A six-month-old baby died in its mother’s arms while waiting for medical treatment at the Angau Memorial Hospital in Lae on Monday.
It was well past noon and mothers were told that the nurses had left their station to go for lunch. Other mothers fled the place when they realised what had happened and that it was unlikely their babies were going to be attended to.
At the same hospital two years ago, a beautiful young woman working for a non-governmental organisation called upon doctors and nurses on duty to help her.
She said she could not breathe and that she felt her lungs were “flooding”. She was left unattended and she also died. It was found at a post-mortem that she had drowned in her own fluid.
At Port Moresby General Hospital many years ago, a Catholic priest had a perfectly healthy part of his lungs sliced off by a young doctor, thinking it was an abnormal growth. The priest’s face turned blue and he basically died of asphyxiation.
At another Port Moresby private hospital more recently, a couple told their son’s doctor that they had sought a second and third opinion from other physicians. They were told they were stupid and the doctor refused to be their doctor forthwith.
What had forced the family to seek other opinions was this doctor’s inability to answer questions or to tell what the side effects would be of certain drugs he was prescribing.
It turns out from research the couple conducted on internet that the side effects of one of the drugs can be very disturbing and possibly fatal.
We are reminded of the manslaughter case unfolding in the United States presently that Michael Jackson might have died from an overdose of various drugs administered by his physician.
The above are but a few examples that come of the kind of health care system we have in PNG. There is a general disinterest, lack of care, and lack of respect for the wishes or pleas or the queries of sick people in Papua New Guinea.
We can only guess at how many patients are dying from illnesses and how many from lack of attention, care and general disinterest.
In this space, we have heralded the plight of our health services, the lack of medicine, of essential health equipment, the severe shortage of workers and their conditions. These conditions exist and contribute to the poor health services existing in PNG.
At the other end of the spectrum, there appears to be a tendency for health workers to turn in a less than professional performance while blaming the system or because patients are ignorant of their rights.
The quality of existing services at health facilities around the country is not only dismal and disappointing, sometimes we fear such attitude is killing us.

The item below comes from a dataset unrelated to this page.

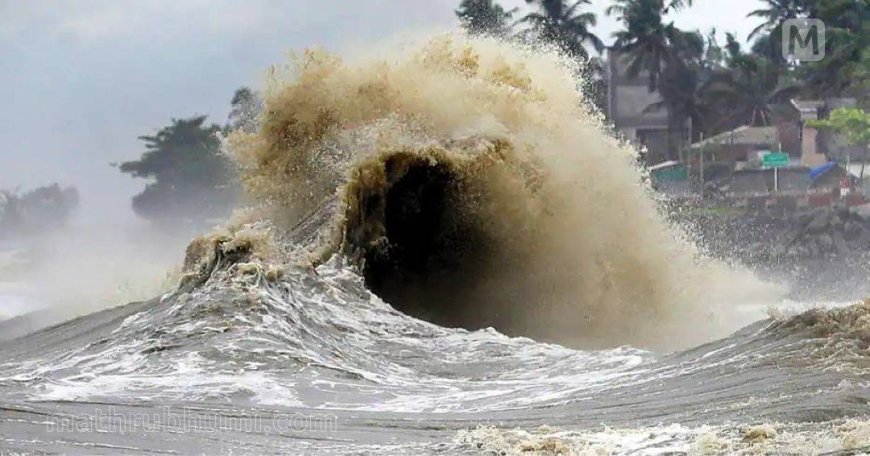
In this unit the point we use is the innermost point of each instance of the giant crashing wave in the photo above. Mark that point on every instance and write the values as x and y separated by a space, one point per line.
470 184
463 182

There is a cavalier attitude by some doctors and nurses, and we underline some. They think they know best and that they ought not to be questioned. This editorial, for instance, will bring quick retorts from some hot headed ones who feel we are questioning their professional competence.
Well, we are. Nobody should be dying in a hospital’s waiting room. If they must die, it should be after treatment and care and with the disease having won over all possible attempts at maintaining the person’s life.
There ought to be an investigation into all health care workers on duty at Angau Hospital on Monday between noon and 2pm and public explanations be made. If possible, those found to have been negligent on duty ought to be charged.
There used to be a time in the past in village aid posts when one orderly used to attend to every patient sitting on his clinic bench. He would do visual checks on everyone including taking temperatures by feel on the forehead. That would establish for him which patient needed immediate attention.
Then he would plant a number of thermometers under the arms of a number of the next lot he felt warranted attention. New cuts were attended to before sores. It was a crude system but it ensured that he knew immediately who needed urgent attention.
This is not done today. Every patient is expected to join a line and to wait until a nurse or doctor is available. It would be far better if a doctor or senior nurse could be out in the outpatients sizing up patients as the orderlies of old did to find out how seriously sick patients might be and to recommend and rush very sick patients for treatment.
It would help lower the number of patients dying at hospitals’ waiting rooms.